Monday, July 26, 2010

CHANGIN' 1960

This is my 3rd enrty into the category entitled "New and Improved (Not)". This category exists mainly because people ignore the old adage 'if it's not broke, don't fix it'. People are so obsessed with change that it's mainly done now just for the sake of change instead of really trying to improve on something. For example, I had an old, old, really old cell phone that works better than the one I have now. Granted, the one I have now is pretty antiquated, but still. It just seems that in the rush to be the first to have the newest thing out that people get away from the things that worked really well to make people get it in the first place. Yeah, your phone may take a better, clearer picture now, but there's some other feature or features, that you really liked and used a lot, that have to be left off. Easy to see how that is with technology, but what about something like redoing a road?

One of the busiest and better known roads in the greater Houston area is Farm-to-Market road 1960. Better known as FM 1960 or simply 1960. Actually, since 1995 a portion of this road between Interstate 45 and U.S. 290 actually carries the designation of Urban Road 1960. But this is only recognized by the Texas Department of Transportation (TxDOT) as all of the signage along this road still carries the FM designation and I've never heard anyone refer to it as UR 1960. Sounds like a text message. UR 1960 CU L8R BFF

The busiest part of this road, though the folks in Atascocita may have something to say about it, is the aforementioned stretch between I-45 and 290. And even more so between I-45 and state highway 249. This is the section that has undergone some changes recently. Since the last major construction on this road, whenever that was, 1960 was made into a 7 lane road (3 lanes in each direction with a center left turn lane). What has been done recently is that the center left turn lane down this entire stretch of road has been replaced with a median. You can still turn left but only at designated areas.

I don't know what the thinking was behind this. Maybe there were too many accidents happening with people being able to cross the street anywhere. I don't know. What I do know is that when traffic is backed up and people need to turn left, they can get into this lane at any point and be out of the way of the flow of traffic on the main lanes. Guess what? Not any more. Now you have to go to where the median gives way to a left turn lane. And these lanes are nowhere near long enough to get all of the left turning traffic out of the main lanes. So now the left, inside lane of traffic is at a standstill with people waiting to get into the left turn lane and the backups and traffic has just been made worse.

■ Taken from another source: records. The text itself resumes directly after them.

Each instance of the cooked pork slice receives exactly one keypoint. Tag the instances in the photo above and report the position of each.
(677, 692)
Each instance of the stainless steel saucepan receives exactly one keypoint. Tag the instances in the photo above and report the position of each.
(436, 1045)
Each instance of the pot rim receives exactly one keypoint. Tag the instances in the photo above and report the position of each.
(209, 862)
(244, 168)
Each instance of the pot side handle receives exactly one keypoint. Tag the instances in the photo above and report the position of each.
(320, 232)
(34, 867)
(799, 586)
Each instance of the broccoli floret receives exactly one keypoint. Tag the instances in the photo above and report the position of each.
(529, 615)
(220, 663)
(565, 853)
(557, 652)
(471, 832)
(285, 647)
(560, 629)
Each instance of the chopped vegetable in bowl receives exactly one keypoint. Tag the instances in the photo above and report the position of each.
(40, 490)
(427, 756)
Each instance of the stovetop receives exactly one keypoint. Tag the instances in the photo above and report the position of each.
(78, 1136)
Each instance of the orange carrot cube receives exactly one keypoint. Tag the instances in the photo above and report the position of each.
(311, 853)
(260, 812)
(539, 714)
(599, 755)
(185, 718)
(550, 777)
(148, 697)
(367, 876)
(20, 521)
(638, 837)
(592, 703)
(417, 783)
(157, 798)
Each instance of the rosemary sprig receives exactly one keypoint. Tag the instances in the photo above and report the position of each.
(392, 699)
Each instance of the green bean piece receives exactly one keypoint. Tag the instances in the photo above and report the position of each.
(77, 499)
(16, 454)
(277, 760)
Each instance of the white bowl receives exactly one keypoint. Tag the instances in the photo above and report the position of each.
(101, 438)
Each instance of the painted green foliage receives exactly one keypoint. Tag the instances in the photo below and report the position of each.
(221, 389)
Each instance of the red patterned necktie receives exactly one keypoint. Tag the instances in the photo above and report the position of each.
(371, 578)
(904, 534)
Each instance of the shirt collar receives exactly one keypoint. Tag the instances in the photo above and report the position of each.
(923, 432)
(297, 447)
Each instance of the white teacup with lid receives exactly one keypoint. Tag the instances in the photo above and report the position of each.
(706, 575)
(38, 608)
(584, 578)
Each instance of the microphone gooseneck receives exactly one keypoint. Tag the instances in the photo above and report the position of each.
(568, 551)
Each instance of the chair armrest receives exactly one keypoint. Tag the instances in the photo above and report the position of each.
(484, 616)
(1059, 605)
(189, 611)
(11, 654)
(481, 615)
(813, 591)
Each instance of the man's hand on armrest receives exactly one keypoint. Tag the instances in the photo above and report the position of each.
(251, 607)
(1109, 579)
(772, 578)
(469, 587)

When traffic isn't as bad it still has been made worse. Used to, you'd get into the left turn lane at any point to turn left into a business. You now have to find a designated left turn lane, which means you usually have to pass the business you're trying to get to because the median doesn't allow you to cross where you want, then basically make an illegal u-turn to come back to where you wanted to go. Plus these designated left turn lanes are usually at a stop light. So when there's absolutely no traffic coming, you have to sit there and sit there and wait for the light to turn green when you used to be able to zip on across when the coast was clear. Geez! Can they at least make the lights turn green where you yield on green so you can go when there's no one coming? No, you wait and wait and wait until it turns green, then you can go.

This whole idea, whoever came up with it, came straight from someone's head being planted firmly up their derriere. No doubt about it. And this is not the only change in store for this famous road. There are plans to change the name of it. No, they're not still going with the UR crap, in which tremendous public outcry back then is probably the reason they never went with UR. Now they're actually planning on changing the name of FM 1960 to Cypress Creek Parkway. Good luck with that.